“C’è ancora domani” (di P. Cortellesi, ITA 2023)
Con l’occasione delle 19 nominations ai David di Donatello, e con ritardo imperdonabile, svolgiamo alcune brevi osservazioni sull’esordio alla regia di Paola Cortellesi. Film che ha avuto un grande successo di botteghino.

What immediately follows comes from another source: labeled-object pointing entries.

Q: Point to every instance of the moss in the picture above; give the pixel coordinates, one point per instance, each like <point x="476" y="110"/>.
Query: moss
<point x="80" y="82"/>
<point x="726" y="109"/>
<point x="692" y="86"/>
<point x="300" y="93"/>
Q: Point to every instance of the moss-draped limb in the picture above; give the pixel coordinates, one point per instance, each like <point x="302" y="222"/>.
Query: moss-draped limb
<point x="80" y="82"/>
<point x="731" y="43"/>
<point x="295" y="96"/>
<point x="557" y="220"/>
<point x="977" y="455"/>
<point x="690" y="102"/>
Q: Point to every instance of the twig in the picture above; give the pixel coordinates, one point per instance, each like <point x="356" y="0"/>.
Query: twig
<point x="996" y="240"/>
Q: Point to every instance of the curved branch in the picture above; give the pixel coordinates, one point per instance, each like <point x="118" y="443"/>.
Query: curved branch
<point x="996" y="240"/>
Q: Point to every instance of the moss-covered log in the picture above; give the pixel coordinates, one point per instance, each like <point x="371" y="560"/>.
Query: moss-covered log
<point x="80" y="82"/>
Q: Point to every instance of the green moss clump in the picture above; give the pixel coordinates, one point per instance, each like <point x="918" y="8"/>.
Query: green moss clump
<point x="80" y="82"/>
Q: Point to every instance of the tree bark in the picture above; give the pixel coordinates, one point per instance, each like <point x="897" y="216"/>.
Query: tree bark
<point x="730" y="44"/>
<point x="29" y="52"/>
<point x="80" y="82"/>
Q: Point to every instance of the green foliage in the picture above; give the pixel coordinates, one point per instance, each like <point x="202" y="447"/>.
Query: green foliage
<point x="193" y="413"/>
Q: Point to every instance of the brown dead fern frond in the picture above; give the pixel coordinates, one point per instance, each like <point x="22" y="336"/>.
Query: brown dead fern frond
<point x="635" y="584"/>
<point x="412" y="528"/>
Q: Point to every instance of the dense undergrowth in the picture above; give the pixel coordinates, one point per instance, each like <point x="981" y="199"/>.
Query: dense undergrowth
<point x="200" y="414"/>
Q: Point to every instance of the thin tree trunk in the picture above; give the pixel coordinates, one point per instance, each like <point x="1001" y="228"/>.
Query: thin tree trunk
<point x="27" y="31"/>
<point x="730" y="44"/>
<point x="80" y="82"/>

La sinossi è semplice: girato al Testaccio, in un quartiere di Roma dell’immediato dopoguerra, del II conflitto mondiale, la gente inizia a riprendere un tenore di vita normale, i negozi si riaprono, i mercatini ortofrutticoli si risvegliano, ci si arrangia con lavoretti diversi, i soldati americani presidiano ancora le strade, e fortunatamente sono ritratti con uno sguardo benevolo. Delia (Cortellesi) è una giovane madre di tre figli che tira avanti la baracca come può. Custodisce il focolare domestico a costo di frustrazioni e forme di vittimizzazione fisica, psicologica e economica. Fuori, un meccanico è innamorato di lei, ricambiato, ma è un amore impossibile. In famiglia suo marito Ivano (Mastrandrea) è un lavoratore, ma anche un uomo violento, un padre padrone verso il quale in particolare la figlia maggiore, fidanzata innamoratissima con un ragazzo di una famiglia di commercìanti (ma anche lui deluderà), nutre una sorda avversione. Sullo sfondo, le elezioni politiche che si apriranno finalmente al suffragio universale, il 10 marzo del 1946.
Girato in bianco e nero, una scelta azzeccata finalizzata certamente a evocare le atmosfere del neorealismo, il film è tutto costruito sul tema della condizione femminile in una società “patriarcale” (Giorgio Colangeli, patriarca dalla mentalità arretrata e maschilista è il suocero di Delia), della sopportazione di Delia ma anche della sua capacità di clandestinità e gesti di ribellione, della sua sensibilità di madre e della solidarietà e confidenze femminili (bravissima Marisa, Emanuela Fanelli, la fruttivendola e amica di Delia). Un po’ retorico il finale.
Che altro dire? Piacevole, sensibile, “sognatrice”, ben recitata (a partire dalla Cortellesi) questa opera prima non merita però gli elogi sperticati e l’accoglienza trionfale che ha avuto. Verrebbe da dire, ecco: la regista si è impegnata, è stata diligente, è riuscita a toccare corde difficili con delicatezza. Non molto di più. Una curiosità: la scrittura del film è anche curata da Giulia Calenda, figlia di Cristina Comencini e sorella del politico Carlo.